« Cet asile
aimable et tranquille
Par le bonheur est habité,
C’est le riant séjour de la félicité.
Nul objet ici n’enflamme
L’âme,
Une douce ivresse
Laisse
Un calme heureux dans tous les sens;
Et la sombre tristesse
Cesse
Dans ces lieux innocents. »
Pierre-Louis Moline (1739-1820), Livret pour l’Orphée et Eurydice de C.W. Gluck, Acte 2 Air d’Eurydice.
Jean-Baptiste-Camille Corot (1796-1875) – Orphée ramenant Eurydice des Enfers, 1861.
Christoph Wilibald Gluck (1714-1787), Orphée et Eurydice, Acte 2, Ballet des ombres heureuses, interprété par des musiciens du Royal Opera House de Covent Garden.

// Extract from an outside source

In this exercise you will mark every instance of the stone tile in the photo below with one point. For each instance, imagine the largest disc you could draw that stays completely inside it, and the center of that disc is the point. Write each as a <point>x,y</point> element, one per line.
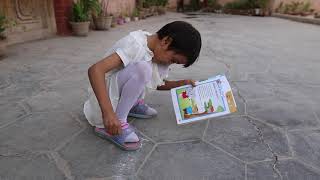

Hector Berlioz qui appréciait pourtant assez peu la flûte mentionne en ces termes la Scène des Champs Élysées dans son Traité d’instrumentation et d’orchestration :
« S’il s’agit par exemple, de donner à un chant triste un accent désolé, mais humble et résigné en même temps, les sons faibles du medium de la flûte, dans les tons d’ut mineur et de ré mineur surtout, produiront certainement la nuance nécessaire. Un seul maître me paraît avoir su tirer grand parti de ce pâle coloris : c’est Christoph Willibald Gluck. En écoutant l’air pantomime en ré mineur qu’il a placé dans la Scène des Champs-Élysées d’Orphée, on voit tout de suite qu’une flûte devait seule en faire entendre le chant. Un hautbois eût été trop enfantin et sa voix n’eût pas semblé assez pure ; une clarinette eût mieux convenu sans doute, mais certains sons eussent été trop forts, et aucune des notes les plus douces n’eût pu se réduire à la sonorité faible, effacée, voilée du fa naturel du médium, et du premier si au-dessus des lignes, qui donnent tant de tristesse à la flûte dans ce ton de ré mineur où ils se présentent fréquemment. Enfin, ni le violon, ni l’alto, ni le violoncelle, traités en solo ou en masse, ne convenaient à l’expression de ce gémissement mille fois sublime d’une ombre souffrante et désespérée ; il fallait précisément l’instrument choisi par l’auteur. Et la mélodie de Gluck est conçue de telle sorte que la flûte se prête à tous les mouvements inquiets de cette douleur éternelle, encore empreinte de l’accent des passions de la terrestre vie. C’est d’abord une voix à peine perceptible qui semble craindre d’être entendue ; puis elle gémit doucement, s’élève à l’accent du reproche, à celui de la douleur profonde, au cri d’un cœur déchiré d’incurables blessures, et retombe peu à peu à la plainte, au gémissement, au murmure chagrin d’une âme résignée… Quel poète ! »
« Les Immortels t’emmèneront chez le blond Rhadamanthe,
Aux champs Élyséens, qui sont tout au bout de la terre.
C’est là que la plus douce vie est offerte aux humains ;
Jamais ni neige ni grands froids ni averses non plus ;
On ne sent partout que zéphyrs dont les brises sifflantes
Montent de l’Océan pour donner la fraîcheur aux hommes. »
Homère, L’Odyssée
Christoph Wilibald Gluck (1714-1787), Orphée et Eurydice, Acte 2, Ballet des ombres heureuses, arrangement pour piano interprété par Yuja Wang.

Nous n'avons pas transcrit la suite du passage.